RKSimon updated this revision to Diff 15085.Oct 17 2014, 10:38 AM

Updated patch for SSE2 byte shifts/rotations.

As requested, I've re-implemented the byte shift shuffles using the zeroable computation routine. I've split the byte shift shuffle detection into a new function lowerVectorShuffleAsByteShift() as it makes it easier to do the zeroable element matching - lowerVectorShuffleAsByteRotate now only adds the basic PSRLDQ/PSLLDQ/POR pattern for pre-SSSE3 rotates.

I also made a fix to ISD::isBuildVectorAllZeros (and ISD::isBuildVectorAllOnes whilst I was there) so that the zero detection can properly see through multiple bitcast operations.

chandlerc added inline comments.Oct 17 2014, 11:11 AM
lib/Target/X86/X86ISelLowering.cpp
7451–7456 ↗(On Diff #15085)

The rest of this comment is now misleading.

I think it should now say something like "It does not check for the profitability of lowering either as PALIGNR or PSRLDQ/PSLLDQ/POR, only whether the mask is valid to lower in that form."

7550–7552 ↗(On Diff #15085)

Rather than this, I would suggest testing for SSSE3 prior to calling this in the routines where it is only profitable with SSSE3. That localizes the profitability breakdown to those routines which are already broken out by element size.

7610–7616 ↗(On Diff #15085)

The formatting here isn't right. Can you use clang-format?
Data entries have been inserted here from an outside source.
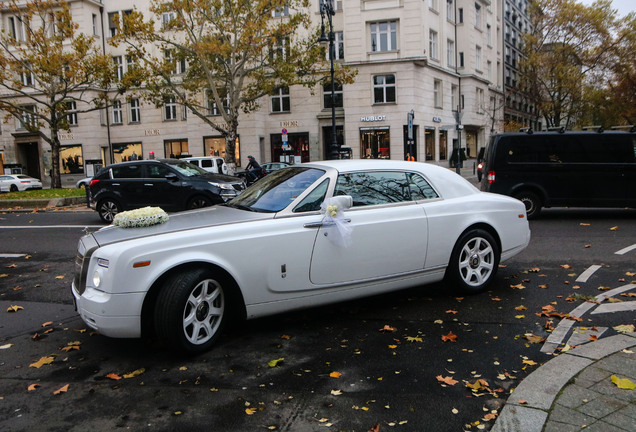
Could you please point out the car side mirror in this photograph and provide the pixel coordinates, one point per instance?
(344, 202)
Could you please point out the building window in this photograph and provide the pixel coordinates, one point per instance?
(454, 90)
(170, 109)
(478, 58)
(71, 161)
(383, 36)
(117, 114)
(477, 16)
(384, 89)
(16, 28)
(175, 148)
(450, 53)
(71, 112)
(338, 46)
(119, 67)
(279, 49)
(28, 119)
(281, 100)
(432, 44)
(135, 111)
(326, 95)
(213, 108)
(479, 100)
(166, 17)
(437, 93)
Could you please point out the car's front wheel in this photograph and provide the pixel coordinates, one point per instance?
(198, 202)
(474, 261)
(107, 209)
(191, 310)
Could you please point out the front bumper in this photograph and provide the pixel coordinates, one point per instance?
(113, 315)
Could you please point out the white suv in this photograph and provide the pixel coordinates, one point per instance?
(213, 164)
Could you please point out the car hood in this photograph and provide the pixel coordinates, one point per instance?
(193, 219)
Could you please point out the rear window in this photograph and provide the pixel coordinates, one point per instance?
(569, 148)
(127, 171)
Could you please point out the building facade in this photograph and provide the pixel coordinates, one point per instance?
(441, 60)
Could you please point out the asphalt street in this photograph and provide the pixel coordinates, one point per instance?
(421, 359)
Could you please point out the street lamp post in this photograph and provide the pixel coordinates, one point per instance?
(327, 9)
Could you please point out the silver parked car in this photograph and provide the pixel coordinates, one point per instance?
(303, 236)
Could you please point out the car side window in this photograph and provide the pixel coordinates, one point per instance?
(374, 187)
(420, 189)
(127, 171)
(157, 171)
(315, 198)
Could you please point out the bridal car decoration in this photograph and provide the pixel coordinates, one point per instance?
(139, 218)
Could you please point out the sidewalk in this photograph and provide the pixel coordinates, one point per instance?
(575, 392)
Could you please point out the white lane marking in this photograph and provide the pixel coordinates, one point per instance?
(625, 250)
(50, 226)
(587, 273)
(615, 307)
(562, 329)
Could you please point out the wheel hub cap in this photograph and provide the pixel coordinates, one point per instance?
(202, 311)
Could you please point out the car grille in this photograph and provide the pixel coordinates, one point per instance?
(85, 248)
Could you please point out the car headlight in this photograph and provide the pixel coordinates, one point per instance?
(226, 186)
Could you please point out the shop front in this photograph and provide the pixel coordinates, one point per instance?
(294, 150)
(375, 143)
(215, 146)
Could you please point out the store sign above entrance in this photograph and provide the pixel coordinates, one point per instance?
(373, 118)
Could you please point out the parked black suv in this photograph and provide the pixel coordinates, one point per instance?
(574, 169)
(171, 184)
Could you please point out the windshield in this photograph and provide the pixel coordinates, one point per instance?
(188, 169)
(277, 190)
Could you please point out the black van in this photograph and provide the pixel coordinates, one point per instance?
(568, 169)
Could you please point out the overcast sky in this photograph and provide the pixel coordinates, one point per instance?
(623, 6)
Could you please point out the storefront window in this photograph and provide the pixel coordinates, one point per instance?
(71, 161)
(126, 152)
(215, 146)
(375, 143)
(296, 150)
(175, 148)
(429, 142)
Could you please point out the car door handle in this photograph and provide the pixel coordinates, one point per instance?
(321, 224)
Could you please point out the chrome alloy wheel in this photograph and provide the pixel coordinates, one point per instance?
(203, 312)
(476, 261)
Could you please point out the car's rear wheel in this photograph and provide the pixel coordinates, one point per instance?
(107, 209)
(198, 202)
(191, 310)
(474, 261)
(531, 201)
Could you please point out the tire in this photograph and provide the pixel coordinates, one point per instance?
(191, 310)
(198, 202)
(532, 202)
(474, 262)
(107, 209)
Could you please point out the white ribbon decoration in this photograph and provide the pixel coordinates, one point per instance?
(337, 229)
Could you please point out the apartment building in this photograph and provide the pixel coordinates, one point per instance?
(518, 109)
(439, 59)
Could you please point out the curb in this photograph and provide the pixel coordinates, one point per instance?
(535, 395)
(40, 205)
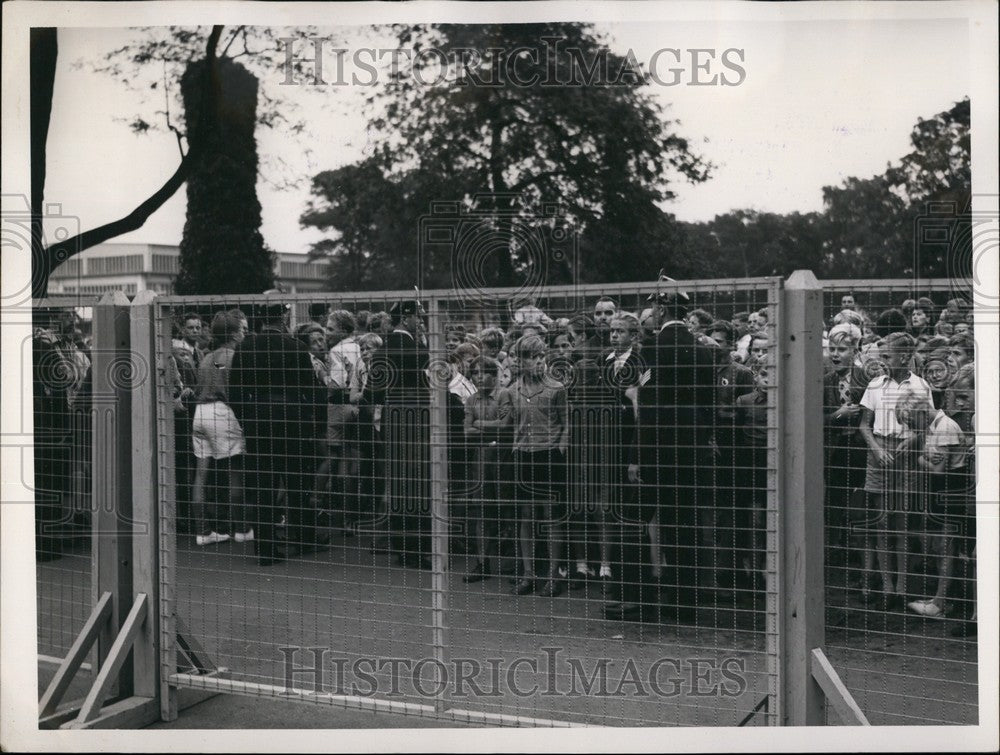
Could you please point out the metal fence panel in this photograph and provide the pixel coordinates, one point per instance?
(59, 352)
(388, 526)
(900, 547)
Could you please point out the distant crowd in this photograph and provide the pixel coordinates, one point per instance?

The curly at the least should be on the prior line.

7634–7641 ↗(On Diff #15085)

The bitwise ands here are weird, and I think you'll need some comments explaining the nature of your search strategy here.

7655 ↗(On Diff #15085)

It would be really nice to write this logic once in a lambda, and run it over a reversed mask.

RKSimon updated this revision to Diff 15249.Oct 22 2014, 9:42 AM

Updated patch for SSE2 byte shifts/rotations.

The patch now (re)uses a lambda to detect the sequential 'shifted' shuffle mask - I've split the shift and zeroable matching sections of the byte-shift routine to make it easier to understand/maintain.

Also, tidied up comments and pushed the byte-rotate profitability check up into the calling functions.

ping

Chandler - are you happy with the changes I made to the patch? Thanks, Simon.

RKSimon updated this revision to Diff 16116.Nov 12 2014, 2:31 PM
RKSimon set the repository for this revision to rL LLVM.

rebased against trunk

andreadb accepted this revision.Nov 18 2014, 8:10 AM
andreadb edited edge metadata.

Hi Simon,
For what is worth, the patch LGTM. Chandler - do you have any final comments?

This revision is now accepted and ready to land.Nov 18 2014, 8:10 AM
RKSimon closed this revision.Nov 19 2014, 2:07 AM
RKSimon updated this revision to Diff 16369.

Closed by commit rL222340 (authored by @RKSimon).